Dust Issues Persist
Prince George, B.C. – There has been little relief in the levels of coarse particulates in the air in downtown Prince George.
The hourly reading at Plaza 400 for PM 10 this afternoon was near 40 micrograms per cubic metre, while the 24 hour rolling average was at 70. The Provincial target is 50 micrograms per cubic metres.
And while there is a dust advisory in effect, there have been instances where sweeping of parking lots has taken place without the proper dust mitigation measures.
Under the City’s Clean Air Bylaw,:
- No person shall sweep or maintain any highway or off street parking, loading and storage areas except with the use of equipment using fugitive dust control procedures, or dust suppressing liquids.

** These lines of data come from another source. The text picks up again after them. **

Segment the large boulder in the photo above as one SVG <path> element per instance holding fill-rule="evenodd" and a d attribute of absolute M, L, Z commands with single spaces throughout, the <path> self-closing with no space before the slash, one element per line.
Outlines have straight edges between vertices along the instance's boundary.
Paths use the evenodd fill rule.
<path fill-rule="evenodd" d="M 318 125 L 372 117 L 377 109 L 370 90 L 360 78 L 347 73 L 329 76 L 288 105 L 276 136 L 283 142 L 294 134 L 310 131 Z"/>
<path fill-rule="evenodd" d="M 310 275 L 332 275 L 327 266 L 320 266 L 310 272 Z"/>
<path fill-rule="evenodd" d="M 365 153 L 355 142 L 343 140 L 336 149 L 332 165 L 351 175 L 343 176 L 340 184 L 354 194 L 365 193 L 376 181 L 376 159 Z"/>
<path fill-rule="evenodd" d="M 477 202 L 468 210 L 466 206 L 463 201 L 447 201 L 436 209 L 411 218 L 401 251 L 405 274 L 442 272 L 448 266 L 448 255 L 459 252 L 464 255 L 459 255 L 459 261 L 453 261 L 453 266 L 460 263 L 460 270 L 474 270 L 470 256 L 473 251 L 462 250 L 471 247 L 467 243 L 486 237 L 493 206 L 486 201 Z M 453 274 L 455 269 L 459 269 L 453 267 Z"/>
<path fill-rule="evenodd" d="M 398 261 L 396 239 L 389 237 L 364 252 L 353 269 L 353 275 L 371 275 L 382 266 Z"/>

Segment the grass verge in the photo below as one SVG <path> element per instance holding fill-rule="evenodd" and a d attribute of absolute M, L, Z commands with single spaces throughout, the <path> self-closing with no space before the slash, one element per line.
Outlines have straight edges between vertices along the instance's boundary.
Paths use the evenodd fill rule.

- All persons using dust suppressing liquids shall apply those liquids to the swept or maintained areas prior to and during sweeping or maintenance operations in amounts sufficient to minimize the generation of fugitive dust.
- No person shall conduct sweeping or maintenance operations in such a manner as to cause or significantly contribute to the cause of injury or damage to human health, plant or animal life or property, or so as to unreasonably interfere with the enjoyment of life or property.
- No person shall undertake any sweeping or maintenance of highways or off street parking, loading, or storage areas at any time when an air quality advisory is in effect, unless approved by an Authorized Person on the basis that dust suppression measures satisfactory to the Authorized Person will be taken to control fugitive dust.
- All owners and operators of off street parking, loading and storage areas, sand and gravel pits, demolition sites, construction sites and highways shall maintain those areas so that fugitive dust does not escape in such a manner as to cause or significantly contribute to the cause of injury or damage to human health, plant or animal life or property, or so as to unreasonably interfere with the enjoyment of life or property.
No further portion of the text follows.